POems Book Gerard Manley Hopkins was a Victorian Jesuit priest who found release from deep anxiety and pain through writing poetry. He learned how to express the tremendous power of the human heart through language that moves those who read his work with reflection. His priestly vocation gave a special vocabulary to the language he used. His deep inner struggle was eloquently chronicled in a verse where the very first lines he wrote as a priest captured this by saying: “Thou mastering me/God!”

What Hopkins was able to accomplish is rare, whether in a poet or any other Christian writer. He used sacramental language to celebrate the particularities of grace in nature. His voice, writes one student of his work, “was perfectly pitched at praise.” In the last few years of his life Hopkins wrote what are called his eight “Terrible Sonnets.” Here his authentic voice no longer uses indirect speech. He addresses God without formality and writes “O thou my friend.” There is a deep cry for help and comfort in these poems. He even asks for mercy rather directly and asks it of God alone. These poems have a disturbing quality but they are moving because they become so personal without falling into despair at all. They are sonnets of “desolation.” St. Ignatius saw this as a predictable part of the spiritual journey and Hopkins experienced both “the darkness of the soul” and the sense of relief that followed.

Hopkins best friend believed the disciplines of the Jesuits did not help him to gain peace and joy but Margaret R. Ellsberg writes: “Not everyone personally experiences God’s will, but Hopkins did, through discipline, intelligence, and no doubt grace. This plaintive sonnet (his final one before he died) is a monument to the personal integration of that experience with suffering.”

At the end of Hopkins’ terribly difficult life it seems poetry became a sacrament of flesh, word and spirit “charged by their interpenetration with each other. When his resistance broke, Hopkins’ highest gift was released” (Ellsberg).

What Hopkins teaches me is that sacramental language and poetic language share certain common tasks. The holy and the divine manifests itself in concrete created things through sacraments. Poetry, by using symbolism and metaphor condenses an unseen reality into human words. For Hopkins poetic words address, reveal and praise God and thereby become sacramental words because of the reality in them.

The question is rather basic. Is the physical accident simply a representation of the substance of a divine truth or is the physical accident itself the very truth? This debate still divides us but we need to be willing to think about it with fresh ears and eyes without the devices of the past lurking in every attempt at dialogue.

One thing is certain about Hopkins’ poetry—he was able to contemplate simple objects like flowers, trees, streams and landscapes and see the very presence and energy of God himself. Outward and visible beauty was a reflection of the invisible beauty of God to Hopkins. In this sense all of nature was sacramental to him. It was the visible sign of an invisible, creative energy that truly revealed the Creator.

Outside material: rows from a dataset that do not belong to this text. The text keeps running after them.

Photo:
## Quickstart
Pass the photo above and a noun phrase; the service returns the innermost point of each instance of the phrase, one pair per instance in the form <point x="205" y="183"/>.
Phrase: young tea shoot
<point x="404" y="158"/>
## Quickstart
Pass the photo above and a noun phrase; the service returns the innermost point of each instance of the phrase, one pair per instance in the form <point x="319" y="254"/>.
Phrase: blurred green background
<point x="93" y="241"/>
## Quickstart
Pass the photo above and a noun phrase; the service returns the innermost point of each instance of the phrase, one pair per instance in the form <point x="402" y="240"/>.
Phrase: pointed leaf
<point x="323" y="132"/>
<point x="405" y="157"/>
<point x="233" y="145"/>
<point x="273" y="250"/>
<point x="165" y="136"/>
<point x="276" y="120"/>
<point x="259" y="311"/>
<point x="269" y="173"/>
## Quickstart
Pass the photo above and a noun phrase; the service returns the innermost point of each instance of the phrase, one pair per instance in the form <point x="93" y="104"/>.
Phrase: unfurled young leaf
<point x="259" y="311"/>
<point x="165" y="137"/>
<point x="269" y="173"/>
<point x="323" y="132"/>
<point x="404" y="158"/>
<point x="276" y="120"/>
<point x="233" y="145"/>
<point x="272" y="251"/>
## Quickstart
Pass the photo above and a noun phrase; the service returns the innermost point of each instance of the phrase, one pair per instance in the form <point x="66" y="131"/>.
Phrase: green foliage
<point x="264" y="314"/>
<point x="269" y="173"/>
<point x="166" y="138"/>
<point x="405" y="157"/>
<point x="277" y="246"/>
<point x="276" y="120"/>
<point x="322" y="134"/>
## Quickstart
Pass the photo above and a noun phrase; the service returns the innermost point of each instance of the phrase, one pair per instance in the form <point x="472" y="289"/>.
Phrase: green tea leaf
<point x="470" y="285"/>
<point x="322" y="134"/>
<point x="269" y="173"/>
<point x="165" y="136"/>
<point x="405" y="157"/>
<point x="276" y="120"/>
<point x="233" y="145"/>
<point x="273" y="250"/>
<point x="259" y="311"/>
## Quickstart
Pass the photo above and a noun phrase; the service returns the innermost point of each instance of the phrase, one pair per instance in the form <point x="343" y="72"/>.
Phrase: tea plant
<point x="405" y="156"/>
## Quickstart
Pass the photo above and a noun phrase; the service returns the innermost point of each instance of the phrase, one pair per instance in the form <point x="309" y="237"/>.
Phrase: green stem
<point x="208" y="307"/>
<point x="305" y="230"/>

In distinction to most evangelical poets Hopkins was more than a devotional poet. For him faith was the total reaction of the whole person to the whole of life. Man was created to serve and praise God and Hopkins did both, with both joy and pain. His attitude to God’s mystery is summarized in the paradox that can be seen in one of his greatest poems:

Thou art lightning and love, I found it, a winter and warm;
Father and fondler of heart Thou hast wrung:
Hast thy dark descending and most art merciful then.

There is a dynamism of nature in words like these. They reveal power and great glory. There is also a religious realism about this way of expression that I was never exposed to in my insular evangelical background. Maybe this is why Hopkins now appeals to me the way he does.